Base-4 requires everything before the last remainder to be divisible by 4. The last digit in the rogue
string is the remainder of the conversion.
Pick-3 = 4*4*4*4*4 = 1024
Pick-4 = 4*4*4*4*4*4*4=16,384
5-39 = max-index 575,757 = 4*4*4*4*4*4*4*4*4*4=1,048,576
PB 5-69 max-index = 11,238,513 = 4*4*4*4*4*4*4*4*4*4*4*4=16,777,216
Because we must maintain a power of 4 as the base there will almost always be a remainder, the values
above the number of lines in the matrix, this is where name rogues come from.

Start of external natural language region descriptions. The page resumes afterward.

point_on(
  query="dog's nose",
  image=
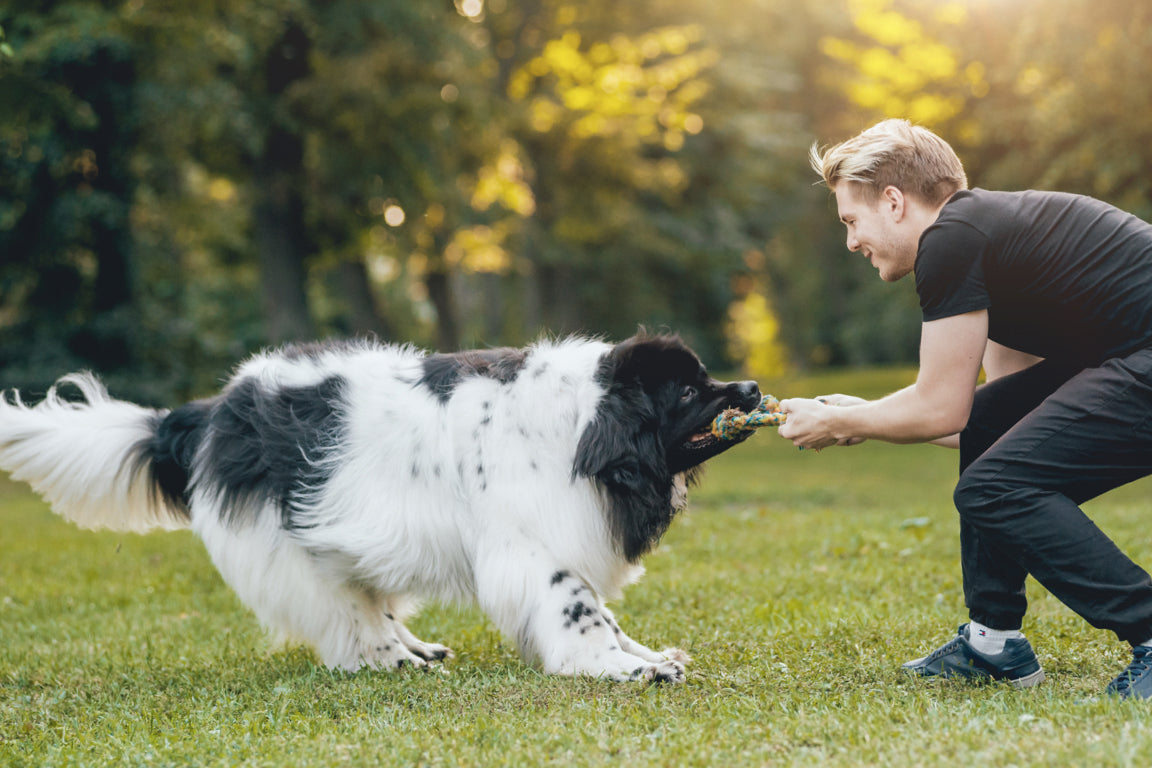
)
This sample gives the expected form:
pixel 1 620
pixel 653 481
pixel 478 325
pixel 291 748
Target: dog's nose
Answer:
pixel 749 393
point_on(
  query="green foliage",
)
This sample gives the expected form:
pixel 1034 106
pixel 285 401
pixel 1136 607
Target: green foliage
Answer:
pixel 797 597
pixel 181 183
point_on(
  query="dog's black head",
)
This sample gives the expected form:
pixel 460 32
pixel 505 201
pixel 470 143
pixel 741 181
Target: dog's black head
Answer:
pixel 654 423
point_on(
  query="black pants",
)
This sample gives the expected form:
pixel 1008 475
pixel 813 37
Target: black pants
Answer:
pixel 1038 443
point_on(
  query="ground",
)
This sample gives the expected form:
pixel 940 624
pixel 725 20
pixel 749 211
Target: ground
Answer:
pixel 798 583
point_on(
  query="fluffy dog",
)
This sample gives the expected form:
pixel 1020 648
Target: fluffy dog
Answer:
pixel 338 485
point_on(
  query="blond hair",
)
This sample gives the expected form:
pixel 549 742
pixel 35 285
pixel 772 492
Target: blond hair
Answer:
pixel 893 153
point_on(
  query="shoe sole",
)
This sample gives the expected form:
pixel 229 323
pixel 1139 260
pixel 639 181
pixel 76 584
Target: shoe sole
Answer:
pixel 1018 683
pixel 1028 681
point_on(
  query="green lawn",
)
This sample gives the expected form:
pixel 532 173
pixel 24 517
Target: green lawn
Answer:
pixel 798 582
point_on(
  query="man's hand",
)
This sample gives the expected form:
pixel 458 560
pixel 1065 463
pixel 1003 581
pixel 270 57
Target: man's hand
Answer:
pixel 842 401
pixel 809 424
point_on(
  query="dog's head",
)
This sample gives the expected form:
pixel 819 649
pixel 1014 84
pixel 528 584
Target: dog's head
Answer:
pixel 653 424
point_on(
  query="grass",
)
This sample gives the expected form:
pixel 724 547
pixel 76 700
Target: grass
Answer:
pixel 798 582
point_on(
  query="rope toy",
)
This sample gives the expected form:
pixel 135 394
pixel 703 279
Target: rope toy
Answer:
pixel 735 424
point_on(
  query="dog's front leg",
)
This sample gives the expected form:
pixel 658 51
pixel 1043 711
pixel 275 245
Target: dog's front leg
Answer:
pixel 555 617
pixel 638 649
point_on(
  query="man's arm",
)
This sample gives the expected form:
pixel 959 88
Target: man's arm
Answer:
pixel 1000 360
pixel 937 405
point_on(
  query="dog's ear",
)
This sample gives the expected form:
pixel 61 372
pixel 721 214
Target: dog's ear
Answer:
pixel 621 449
pixel 613 445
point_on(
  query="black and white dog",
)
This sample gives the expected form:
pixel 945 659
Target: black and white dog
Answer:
pixel 338 485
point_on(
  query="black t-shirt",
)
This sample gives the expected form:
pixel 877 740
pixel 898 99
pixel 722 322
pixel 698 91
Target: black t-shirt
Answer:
pixel 1061 275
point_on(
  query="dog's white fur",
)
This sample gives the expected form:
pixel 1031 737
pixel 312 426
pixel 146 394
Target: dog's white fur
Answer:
pixel 471 497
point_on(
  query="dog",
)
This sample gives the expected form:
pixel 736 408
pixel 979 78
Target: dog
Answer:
pixel 338 485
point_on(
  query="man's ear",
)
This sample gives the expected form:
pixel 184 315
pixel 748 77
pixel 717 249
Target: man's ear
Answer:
pixel 893 202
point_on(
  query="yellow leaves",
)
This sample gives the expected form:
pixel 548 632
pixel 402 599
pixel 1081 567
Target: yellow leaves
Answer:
pixel 753 336
pixel 502 182
pixel 639 89
pixel 900 70
pixel 479 249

Take P-4 for example, 4^6=4,096 so the next available is 4^7= 16,384. We all know that a pick-4
only has 10K lines but base-4 is based on 4^y. The only difference between a daily game version of
the rogues and number games is that in number games the number set is converted to it's lex-index
before it's converted to a rogue. It takes a 10 digit rogue string to convert my 5-39. My algorithms
are very fast and can make around 5000 conversions per. Set-to-lex, Lex-to-Rogue, Rogue-to-Lex
etc...
The first step in the conversion will almost always start with the base power -1 so for pick-4 this means
that it will be 4^6=4096 as 4^7 is greater than the matrix. If the first rogue digit is 2 then we start with
2*4096=8192, which means that the actual set will fall within the range of 8192 to 9999. This is also the
reason there are no digit 3s in Rogue-A as 3*4096=12,288 which is above 10K. Each additional rogue
value that is set narrows down the range of possible sets and setting all 7 reduces to a single line. Think
of the rogue of as a 7 digit address of sorts where digits 0-1-2-3 are the only options.
Notice in pick-3
setting 4 of 5 positions produces 4 lines
setting 3 of 5 positions produces 16 lines
setting 2 of 5 positions produces 64 lines
setting 1 of 5 positions produces 256 lines
setting 0 of 5 positions produces 1000 lines, the process stops at 999 so the others are of no concern.